UNIVERSITA'
Una "banca dati" al ministero
sulla produttività dei docenti
Da Genova a Milano, così gli atenei misurano il "valore" dei professori. I rettori: ci deve essere un sistema di premi ma la ricerca è una partita complessa
di LAURA MONTANARI
A due velocità: alcuni hanno iniziato da tempo a classificare la produttività dei dipartimenti e dei docenti. Altri atenei sono in ritardo e cominciano ora, spinti dal fatto che il ministero ha annunciato un nuovo studio sulla valutazione della ricerca nelle università italiane. La banca dati è pronta, devono ancora essere inseriti i numeri.
L'università di Genova già nel 2009 ha "agganciato" la distribuzione delle risorse per la ricerca, circa un milione di euro e il provvedimento sui professori da mandare in pensione, alla valutazione: "Chi è scientificamente improduttivo viene penalizzato - spiega il rettore Giacomo Deferrari - Il 14% dei nostri docenti (ordinari, associati e ricercatori) è risultato avere meno di due pubblicazioni negli ultimi cinque anni. Ma ci sono differenze notevoli a seconda dei dipartimenti, ce n'è uno dell'area medica con un tasso di improduttività che sfiora il 47%. É chiaro che bisogna analizzare la situazione caso per caso e intervenire. Ho appena scritto ai docenti". Genova proseguirà nell'indagine entrando nel merito: "Andremo a vedere dove i lavori scientifici sono stati pubblicati: c'è differenza fra Nature o Science e un bollettino qualsiasi".

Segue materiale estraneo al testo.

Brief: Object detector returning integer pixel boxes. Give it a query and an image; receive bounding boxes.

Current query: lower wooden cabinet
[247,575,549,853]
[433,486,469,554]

Il tasso degli "inattivi" alla Statale di Milano si aggira fra il 4-5%, sotto la soglia del 4% al Politecnico: "Già da otto anni nel ripartire le risorse consideriamo quello che un dipartimento produce - spiega il rettore Giulio Ballio - ma teniamo conto di due fattori, la didattica (45%) e la ricerca (55%)". Il politecnico milanese si fa anche valutare da un gruppo di 80 studiosi stranieri. A Bologna dal rapporto del nucleo di valutazione, emerge che i docenti privi di pubblicazioni negli ultimi cinque anni sono fra il 5 e il 7%: "Un dato fisiologico - dice il prorettore Dario Braga - i numeri vanno interpretati. Non possiamo dimenticare che ai ricercatori da anni chiediamo di fare molta didattica oppure non considerare che tra i medici c'è chi fa assistenza clinica". Insomma attenzione a capire cosa c'è dietro alle tabelle. Se all'università di Siena - oberata dai debiti, tanto da vendere parte del patrimonio immobiliare - la valutazione è all'inizio (oggi un incontro col presidente del Agenzia nazionale di Valutazione), all'università di Torino quelli che non superano i parametri minimi si attestano intorno al 10%: "Bisogna considerare la complessità di ogni ateneo. Noi abbiamo 70mila studenti e 2.150 fra ordinari, associati e ricercatori e da anni siamo sottofinanziati. I nostri docenti hanno un'età media alta, al 40% è sopra i 60 anni. C'è chi non fa ricerca, ma svolge mansioni altrettanto importanti, fa parte di commissioni, fa più didattica, segue le tesi, amministra" frena il rettore Ezio Pellizzetti. Sotto il 2% gli "inattivi" al Politecnico di Bari, secondo il rettore Nicola Costantino: "Ma noi siamo un ateneo giovane - precisa - . Sono d'accordo che ci debba essere un sistema che premi chi produce meglio e di più, però non si può giudicare un docente con un numero e un cartellino". Sulla stessa linea il rettore Corrado Petrocelli dell'università di Bari: "Consideriamo anche le eccellenze, nell'ultima valutazione Civr la nostra Fisica è risultata al primo posto". Eppure nello stesso ateneo c'è una delle aree di Medicina, dove sono oltre il 15% i docenti che non hanno pubblicato lavori scientifici negli ultimi anni.